DM1.CO.ID, JAKARTA: Ditemani Kepala Staf Presiden, Teten Masduki, 12 orang antropolog menemui Presiden Jokowi di Istana Kepresidenan, Jakarta, Senin (16/1/2016). Mereka mengeluhkan soal tingginya tingkat intoleransi di Indonesia lewat petisi.
“Mereka risau dengan perkembangan yang terjadi belakangan ini, yang disampaikan sebagai suatu keadaan darurat kebhinnekaan,” ujar Teten di Kantor Presiden.
Yando Zakaria selaku salah satu seorang antropolog mengatakan, para antropolog Indonesia telah berkumpul membahas perkembangan terkini situasi Indonesia.
“Dari pembicaraan kami sekitar sebulan yang lalu, situasi Indonesia saat ini sedang terancam dengan persoalan-persoalan intoleransi dari waktu ke waktu terus meningkat. Dalam konteks itulah kami sebulan yang lalu telah menyampaikan melalui teman-teman wartawan juga menyerukan kedaruratan kebhinnekaan tentang Indonesia,” tutur Yando.
Persoalan intolerasi yang terjadi tersebut, menurut Yando, adalah akibat institusi yang seharusnya merawat kebhinnekaan, tidak berfungsi dengan baik. “Di samping itu, ada juga gerakan-gerakan yang memaksakan pandangan tertentu dan diinginkan menjadi pandangan dominan di negara ini,” katanya.
Dan hal itulah, katanya, yang menjadi kerisauan bagi kalangan antropolog. “Karena kami sebagai antropolog sangat paham bahwa Indonesia ini adalah masyarakat yang majemuk, baik suku, ras antar golongan, keberagaman dalam soal-soal pandangan politik,” jelasnya.
Pada intinya, kata Yando, yang antropolog sampaikan intoleransi yang berkembang saat ini multidimensi. “Banyak faktor yang menyebabkannya, tapi kami menekankan ke Presiden untuk memberikan perhatian kepada tiga persoalan utama,” katanya.
Persoalan pertama, menurut Yando, adalah di dunia pendidikan. Karena, persoalan-persoalan intoleransi dimulai dari tingkat pendidikan paling dasar yakni PAUD hingga perguruan tinggi.

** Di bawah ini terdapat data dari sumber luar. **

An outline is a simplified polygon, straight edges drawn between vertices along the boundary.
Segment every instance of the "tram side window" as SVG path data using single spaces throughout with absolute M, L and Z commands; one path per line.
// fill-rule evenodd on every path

“Kami minta presiden agar pelaksanaan dunia pendidikan ini jangan sampai menjadi arena untuk memperkuat sektarian dan seterusnya,” katanya.
Kedua, menurut Yando, intoleransi berpangkal pada ketidak-adilan ekonomi, termasuk pembagian pemerataan Sumber Daya Alam.
“Dalam konteks ini kami menyambut baik program Presiden Jokowi yang memproklamirkan reformasi agrarianya dalam waktu pemerintahan beliau, dan ada distribusi 12,7 juta hektare. Tapi kami juga ingin memastikan bahwa niat baik itu jangan sampai menimbulkan persoalan baru belakangan hari agar reformasi agraria bisa didesain sedemikian rupa agar orang-orang yang menerima distribusi tanah benar-benar orang yang marginal,” jelas Yando.
Ketiga, lanjut Yando, akar intoleransi berpangkal pada proses hukum, baik penegakan hukum maupun peraturan perundang-undangan yang dinilai masih belum mengimplementasikan semangat keberagaman.
“Salah satu contoh misalnya hari ini dari sisi kepercayaan banyak saudara-saudara kita di luar enam agama resmi menjadi terdiskriminasi, tidak dapat pelayanan publik, tidak dapat melanjutkan sekolah dan sebagainya, akibat kebijakan kita terhadap persoalan agama. Jadi ada persoalan hukum yang kami lihat perlu disempurnakan. Ada beberapa peratuaran hukum yang perlu ditinjau termasuk berpikir ulang UU Penistaan Agama, ini bukan persoalan sederhana atau dari perspektif antropologi ini menjadi sangat begitu relatif dan sangat berbahaya ketika itu dipolitisasi,” papar Yando.